From Words to Structured Visuals: A Benchmark and Framework for Text-to-Diagram Generation and Editing

Jingxuan Wei,Cheng Tan,Qi Chen,Gaowei Wu,Siyuan Li,Zhangyang Gao,Linzhuang Sun,Bihui Yu,Ruifeng Guo
2024-11-18
Abstract:We introduce the task of text-to-diagram generation, which focuses on creating structured visual representations directly from textual descriptions. Existing approaches in text-to-image and text-to-code generation lack the logical organization and flexibility needed to produce accurate, editable diagrams, often resulting in outputs that are either unstructured or difficult to modify. To address this gap, we introduce DiagramGenBenchmark, a comprehensive evaluation framework encompassing eight distinct diagram categories, including flowcharts, model architecture diagrams, and mind maps. Additionally, we present DiagramAgent, an innovative framework with four core modules-Plan Agent, Code Agent, Check Agent, and Diagram-to-Code Agent-designed to facilitate both the generation and refinement of complex diagrams. Our extensive experiments, which combine objective metrics with human evaluations, demonstrate that DiagramAgent significantly outperforms existing baseline models in terms of accuracy, structural coherence, and modifiability. This work not only establishes a foundational benchmark for the text-to-diagram generation task but also introduces a powerful toolset to advance research and applications in this emerging area.
Databases
What problem does this paper attempt to address?

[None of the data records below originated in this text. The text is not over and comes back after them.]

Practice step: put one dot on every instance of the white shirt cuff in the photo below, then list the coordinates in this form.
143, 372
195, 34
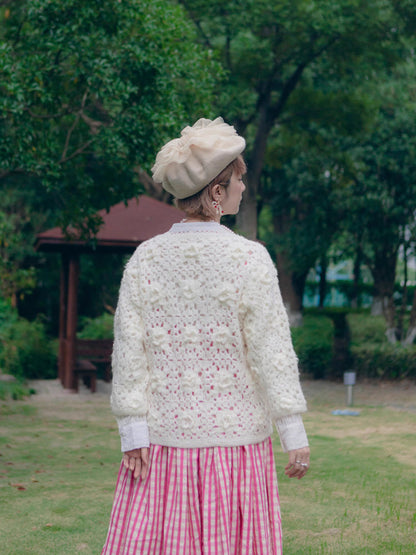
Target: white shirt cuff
292, 432
134, 433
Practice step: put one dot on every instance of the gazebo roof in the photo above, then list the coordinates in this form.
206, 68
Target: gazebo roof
123, 228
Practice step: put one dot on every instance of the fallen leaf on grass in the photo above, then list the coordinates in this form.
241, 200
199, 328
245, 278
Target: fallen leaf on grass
18, 486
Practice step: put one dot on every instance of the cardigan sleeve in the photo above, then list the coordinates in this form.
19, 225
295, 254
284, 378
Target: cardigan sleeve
270, 354
129, 363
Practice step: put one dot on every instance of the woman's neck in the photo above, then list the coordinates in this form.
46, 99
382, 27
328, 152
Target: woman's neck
199, 220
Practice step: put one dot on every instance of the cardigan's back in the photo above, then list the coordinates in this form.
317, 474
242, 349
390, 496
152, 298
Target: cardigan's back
202, 344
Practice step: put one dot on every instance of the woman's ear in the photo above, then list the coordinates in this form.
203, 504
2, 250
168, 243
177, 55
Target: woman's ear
216, 192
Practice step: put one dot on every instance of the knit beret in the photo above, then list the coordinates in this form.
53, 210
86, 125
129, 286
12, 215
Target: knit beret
186, 165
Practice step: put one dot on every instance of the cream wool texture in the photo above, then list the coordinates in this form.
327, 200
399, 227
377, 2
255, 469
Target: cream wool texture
202, 347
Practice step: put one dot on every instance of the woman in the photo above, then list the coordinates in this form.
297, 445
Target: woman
203, 364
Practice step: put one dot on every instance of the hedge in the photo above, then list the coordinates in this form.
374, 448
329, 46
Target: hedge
314, 344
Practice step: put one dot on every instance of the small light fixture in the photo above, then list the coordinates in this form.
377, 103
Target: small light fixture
349, 381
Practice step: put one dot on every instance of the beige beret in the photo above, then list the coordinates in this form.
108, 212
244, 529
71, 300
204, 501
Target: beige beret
186, 165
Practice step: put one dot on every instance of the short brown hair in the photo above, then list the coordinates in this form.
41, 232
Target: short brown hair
200, 204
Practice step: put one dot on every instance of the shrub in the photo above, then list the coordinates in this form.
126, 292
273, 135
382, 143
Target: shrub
97, 328
25, 350
313, 344
14, 390
365, 328
386, 361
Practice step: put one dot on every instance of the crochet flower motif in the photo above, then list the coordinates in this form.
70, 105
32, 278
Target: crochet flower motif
156, 384
153, 293
191, 289
190, 334
192, 251
225, 382
262, 275
159, 337
187, 422
221, 335
226, 420
190, 382
226, 293
202, 134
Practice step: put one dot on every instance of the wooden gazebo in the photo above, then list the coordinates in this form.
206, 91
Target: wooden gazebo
124, 228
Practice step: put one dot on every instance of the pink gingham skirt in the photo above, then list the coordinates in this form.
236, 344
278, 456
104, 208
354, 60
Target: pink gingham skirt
205, 501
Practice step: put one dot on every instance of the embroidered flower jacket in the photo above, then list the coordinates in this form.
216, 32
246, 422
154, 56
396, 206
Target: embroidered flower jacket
202, 351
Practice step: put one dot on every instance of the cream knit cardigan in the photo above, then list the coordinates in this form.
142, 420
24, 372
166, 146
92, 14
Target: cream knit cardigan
202, 351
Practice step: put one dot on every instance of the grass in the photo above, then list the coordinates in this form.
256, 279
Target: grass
59, 459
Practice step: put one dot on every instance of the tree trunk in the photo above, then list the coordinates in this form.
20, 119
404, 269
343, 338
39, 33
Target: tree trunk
291, 289
247, 215
356, 299
411, 332
322, 280
400, 323
384, 275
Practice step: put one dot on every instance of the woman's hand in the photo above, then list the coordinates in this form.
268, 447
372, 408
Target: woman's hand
137, 460
298, 463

The problem that this paper attempts to solve is the challenge of automatically generating structured diagrams from text descriptions (text - to - diagram generation). Existing text - to - image and text - to - code generation methods have problems of weak logical organization and difficulty in modification when generating structured diagrams. Specifically: 1. **Text - to - image generation**: Although these methods can generate visually appealing images, they lack the precise relationships and hierarchical organization required for generating structured diagrams, resulting in logically incoherent, difficult - to - understand and - modify images. 2. **Text - to - code generation**: These methods can generate basic visual diagrams, such as bar charts and line charts, but when dealing with more complex diagrams, such as flowcharts, model architecture diagrams and mind maps, they lack flexibility and structural logic and cannot meet the fine - grained organization and interactive editing requirements of complex diagrams. To fill this gap, the paper introduces **DiagramGenBenchmark**, a comprehensive evaluation framework that covers eight different types of diagrams, including flowcharts, model architecture diagrams and mind maps. In addition, the paper proposes **DiagramAgent**, an innovative framework that contains four core modules: Plan Agent, Code Agent, Check Agent and Diagram - to - Code Agent. These modules are designed to promote the generation and refinement of complex diagrams. Through extensive experiments, combined with objective metrics and human evaluation, the paper proves that **DiagramAgent** is significantly superior to existing baseline models in terms of accuracy, structural consistency and modifiability. This work not only establishes a basic benchmark for the text - to - diagram generation task, but also provides a powerful set of tools for research and application in this emerging field.